How do we attain what we want? Are there tools to help us out? In this article, I describe how I attempted to align my teaching module with the goals of my students using a mind mapping app. The method can also have practical value in making clear other paths, even personal, to make the most of your time and achieve your aspirations in life.
At a particular juncture of our life, we tend to get confused about what matters. This difficulty especially becomes much more magnified during the pandemic caused by a highly ubiquitous virus that started to spread early this year. The scourge of COVID-19 beset many countries and left trails of sorrow and pain to many people.
What do you want?
Under a situation of uncertainty and ominous threat, perhaps as part of our adaptation, there is that inner prompt that tells us to reflect on what we hold dear in our lives. Is it the satisfaction of our basic needs, relationships, career, or fulfillment of material wants? What outcome do we want as we tread life’s path?
Each one has his or her own desire to fulfill at different stages of life. Some of these desires may have already been consummated while some remain to be done. For those who hope to live some more years, there is always hope that a goal can still be reached somehow. But the question is, “How?”
Everything becomes apparent when you use tools to guide your mind that appears to work randomly. To reach your goal, there is a need to fix your focus towards achieving that goal. And to be systematic about it, mind mapping can serve as your key to attaining that outcome.

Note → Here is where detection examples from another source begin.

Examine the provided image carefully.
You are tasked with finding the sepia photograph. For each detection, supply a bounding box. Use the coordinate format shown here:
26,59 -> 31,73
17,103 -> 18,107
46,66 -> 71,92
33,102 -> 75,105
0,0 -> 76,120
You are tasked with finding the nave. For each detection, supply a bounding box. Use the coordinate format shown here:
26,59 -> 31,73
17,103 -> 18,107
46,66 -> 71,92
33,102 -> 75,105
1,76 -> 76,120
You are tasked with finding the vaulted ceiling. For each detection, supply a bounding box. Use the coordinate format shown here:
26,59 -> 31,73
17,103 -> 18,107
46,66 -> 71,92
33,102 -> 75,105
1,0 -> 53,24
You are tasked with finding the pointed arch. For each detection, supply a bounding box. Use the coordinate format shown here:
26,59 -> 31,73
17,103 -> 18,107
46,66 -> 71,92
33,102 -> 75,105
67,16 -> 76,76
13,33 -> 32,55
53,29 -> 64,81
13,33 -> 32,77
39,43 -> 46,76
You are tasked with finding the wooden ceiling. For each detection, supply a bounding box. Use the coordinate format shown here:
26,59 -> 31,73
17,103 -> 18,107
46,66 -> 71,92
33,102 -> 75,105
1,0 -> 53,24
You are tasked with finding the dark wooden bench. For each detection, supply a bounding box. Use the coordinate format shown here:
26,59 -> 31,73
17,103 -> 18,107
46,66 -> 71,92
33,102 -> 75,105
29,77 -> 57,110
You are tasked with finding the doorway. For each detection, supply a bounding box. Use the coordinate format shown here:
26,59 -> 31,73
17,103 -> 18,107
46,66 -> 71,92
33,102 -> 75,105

How Mind Mapping Can Help You
Let me cite an example of how mind mapping can help attain an outcome. Our focus will be on graduate students taking time off from work to advance their careers.
As a professor anticipating the opening of classes, I revisited my syllabus to find out if the outcomes of the subjects I teach align with my students’ goals. What do my students want when they enrolled in the MS in Environmental Science course? Specifically, registering in a subject like Economic Valuation of Environment and Natural Resources?
The speaker of the previous webinar I’ve attended advised us that when we design our modules, both online and offline, we should think of the essential learning competencies or MELCs. This approach is crucial given the difficulty students encounter in accessing the internet and how they would keep up with the limitations imposed by the quarantine due to COVID-19. We should ask ourselves the question: “What would be the most critical outcome in terms of knowledge, skills, and attitude that we want our students to possess once they have finished a course?
Using a Mind Mapping Tool to Define an Outcome
Focusing on the MELCs requires that we streamline our courses. Essentially, we should keep our modules short and clear without sacrificing the production of quality outputs. Bearing this in mind, I came up with an Ishikawa or fishbone diagram using XMind, a mind mapping software, which I show below (click to enlarge).
Notice that since I am teaching in graduate school, I have to ensure that the action verbs for the learning outcome belong to the Higher Order Thinking Skills or HOTS. Examples of these HOTS action verbs are write, design, create, evaluate, analyze, model, plan, propose, generate, produce, compose, assess, critique, compare, differentiate, organize, outline, and conclude. All of these words require students to think before they leap.
Now, it is quite clear that the course outcome in the subject Economic Valuation of Environmental and Natural Resources is “to develop capacity among the MS students to perform an economic valuation study.” This outcome forms the “head” of the fishbone diagram. The “fish bones” converge towards attaining that primary outcome through the students’ accomplishments of the series of related mini-outcomes or MELCs.
You may apply this approach to the attainment of your personal goal. Map your thinking out to see if what you do contributes to realizing what you want in life.